Registros confirmados pelo Laboratório Sismológico da UFRN chamam atenção durante o mês de agosto; tremores foram identificados em Pernambuco, Paraíba e Sergipe, além de uma atividade sísmica próxima ao litoral do Ceará.
A terra voltou a tremer em diferentes pontos do Nordeste brasileiro durante o mês de agosto. Registros feitos pelo Laboratório Sismológico da Universidade Federal do Rio Grande do Norte, o LabSis/UFRN, mostram uma sequência de pequenos abalos sísmicos em diferentes áreas da região.
Um dos registros mais recentes aconteceu nesta sexta-feira, 21 de agosto, no município de Pacatuba, no interior de Sergipe. Segundo informações confirmadas pelo LabSis/UFRN, o tremor apresentou magnitude inferior a 1,5. Apesar da baixa intensidade, moradores de povoados dos municípios de Japaratuba e Japoatã relataram ter percebido o abalo. Não houve registro de feridos ou danos materiais.
Na Paraíba, outro tremor havia sido registrado poucos dias antes. Na madrugada da terça-feira, 18 de agosto, os equipamentos detectaram um abalo na região de Belém do Brejo do Cruz, no Sertão paraibano. O fenômeno ocorreu por volta das 0h55 e apresentou magnitude preliminar de 1,4 mR. Nesse caso, não houve relatos de que o tremor tenha sido percebido pela população.
Pouco antes do registro paraibano, uma atividade sísmica também foi detectada na Margem Equatorial Brasileira, em uma área próxima ao litoral do Ceará. Considerando o horário de Brasília, o evento ocorreu por volta das 22h58 do dia 17 de agosto e teve magnitude preliminar de 2,2 mR. O próprio LabSis publicou o registro da atividade sísmica na área marítima próxima ao Ceará.
Pernambuco também aparece entre os locais com tremores naturais registrados neste mês. No dia 6 de agosto, dois abalos foram detectados na região de Cupira, no Agreste pernambucano. Os tremores ocorreram com apenas sete minutos de diferença, às 5h11 e 5h18, e ambos apresentaram magnitude preliminar de 1,9 mR. Não houve relatos de que tenham sido sentidos pelos moradores.

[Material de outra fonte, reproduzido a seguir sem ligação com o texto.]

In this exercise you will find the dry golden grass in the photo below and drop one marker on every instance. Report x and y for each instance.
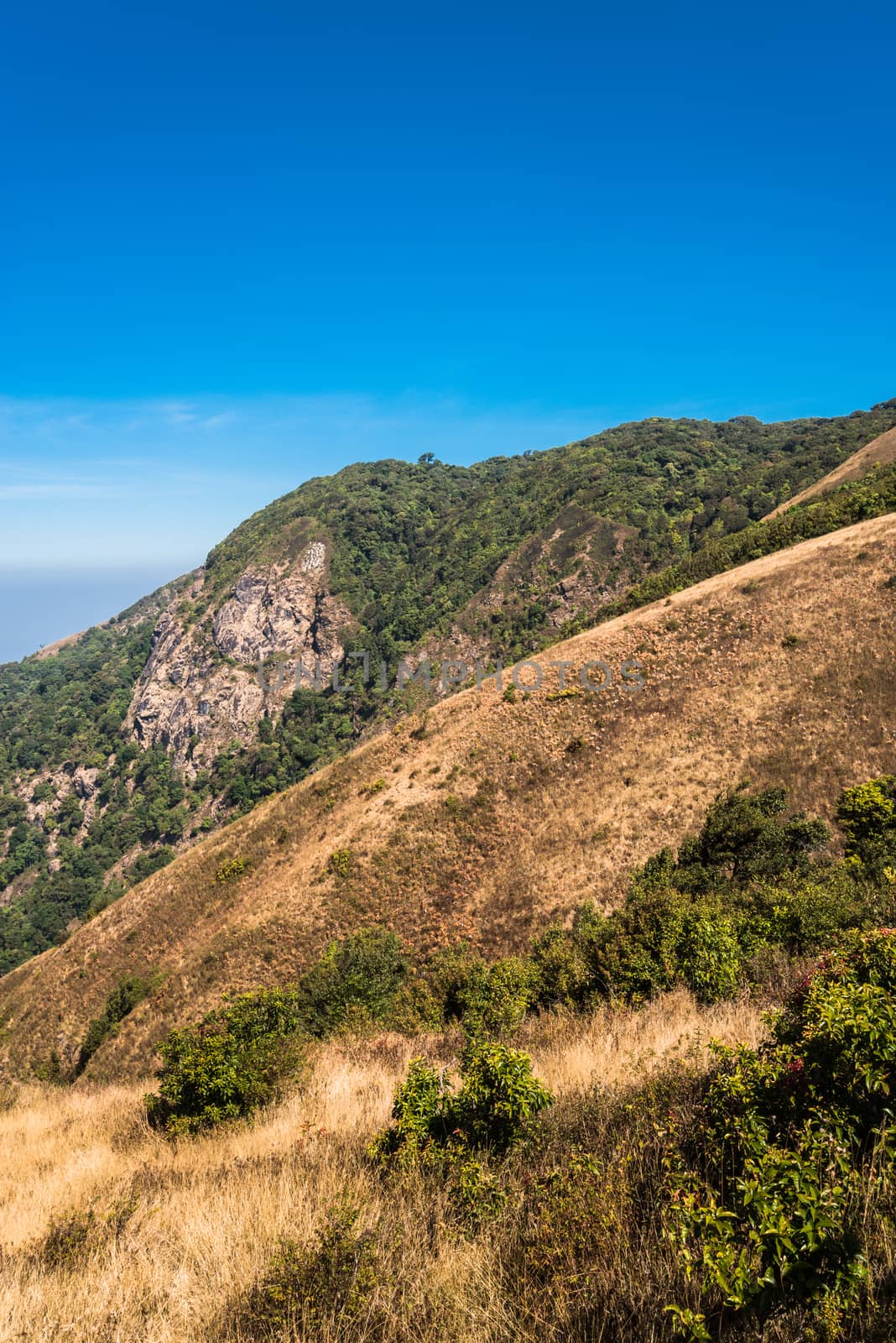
(880, 452)
(206, 1215)
(497, 817)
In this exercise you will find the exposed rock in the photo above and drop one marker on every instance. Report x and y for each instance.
(201, 687)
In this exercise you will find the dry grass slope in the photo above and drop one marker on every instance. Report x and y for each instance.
(180, 1229)
(880, 452)
(490, 818)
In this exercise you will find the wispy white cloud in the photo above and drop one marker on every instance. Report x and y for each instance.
(143, 481)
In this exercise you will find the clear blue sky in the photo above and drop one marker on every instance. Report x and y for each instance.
(243, 245)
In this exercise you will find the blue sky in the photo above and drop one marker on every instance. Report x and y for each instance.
(240, 246)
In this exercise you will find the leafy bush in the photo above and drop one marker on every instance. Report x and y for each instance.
(309, 1291)
(868, 819)
(231, 870)
(237, 1058)
(793, 1135)
(354, 982)
(494, 1107)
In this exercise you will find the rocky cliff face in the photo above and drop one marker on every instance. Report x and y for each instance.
(201, 687)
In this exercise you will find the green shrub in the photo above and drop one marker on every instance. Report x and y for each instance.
(237, 1058)
(868, 817)
(792, 1135)
(494, 1107)
(561, 967)
(340, 863)
(231, 870)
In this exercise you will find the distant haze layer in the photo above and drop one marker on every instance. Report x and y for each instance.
(40, 606)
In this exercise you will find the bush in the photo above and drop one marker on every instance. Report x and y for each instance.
(868, 819)
(494, 1108)
(237, 1058)
(231, 870)
(792, 1137)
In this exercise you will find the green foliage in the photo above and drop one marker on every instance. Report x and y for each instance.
(231, 870)
(743, 839)
(868, 819)
(792, 1132)
(411, 546)
(494, 1107)
(354, 982)
(340, 863)
(237, 1060)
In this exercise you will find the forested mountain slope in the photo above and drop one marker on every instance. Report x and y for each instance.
(128, 745)
(491, 813)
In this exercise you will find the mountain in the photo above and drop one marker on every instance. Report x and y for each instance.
(128, 745)
(488, 814)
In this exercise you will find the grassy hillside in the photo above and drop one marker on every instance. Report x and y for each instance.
(486, 818)
(503, 557)
(576, 1148)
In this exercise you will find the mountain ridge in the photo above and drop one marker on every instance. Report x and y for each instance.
(127, 745)
(484, 818)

O boletim de agosto do LabSis também registra, no dia 9 de agosto, um evento sísmico de magnitude 2,0 na região de Ibimirim, em Pernambuco. Já no dia 17 de agosto, o próprio portal do laboratório voltou a publicar um registro identificado como tremor no estado de Pernambuco.
Monitoramento permanente
Os dados mostram que pequenos tremores fazem parte da atividade sísmica registrada no Nordeste e podem ocorrer mesmo sem serem percebidos pela população. O LabSis mantém uma rede de estações para acompanhar a sismicidade em todos os estados da região.
É importante fazer uma diferenciação: nem toda vibração detectada pelas estações sismográficas representa um tremor natural de terra. O próprio Laboratório Sismológico da UFRN também monitora ocorrências provocadas pela atividade humana, incluindo detonações, além de outros fenômenos capazes de produzir sinais nos equipamentos. Por isso, registros posteriormente identificados como detonações não estão sendo considerados nesta relação de tremores naturais.
Até o momento, os abalos destacados apresentam baixas magnitudes e não há registro de vítimas ou de danos estruturais relacionados a eles.
A ocorrência de tremores em vários pontos do Nordeste em um intervalo relativamente curto chama a atenção, mas os registros, isoladamente, não significam que exista uma ligação entre os eventos nem indicam, por si só, a aproximação de um terremoto de maior intensidade.
O Laboratório Sismológico da UFRN segue acompanhando continuamente a atividade sísmica no Nordeste e pode atualizar magnitudes, localizações e classificações à medida que novos dados são analisados.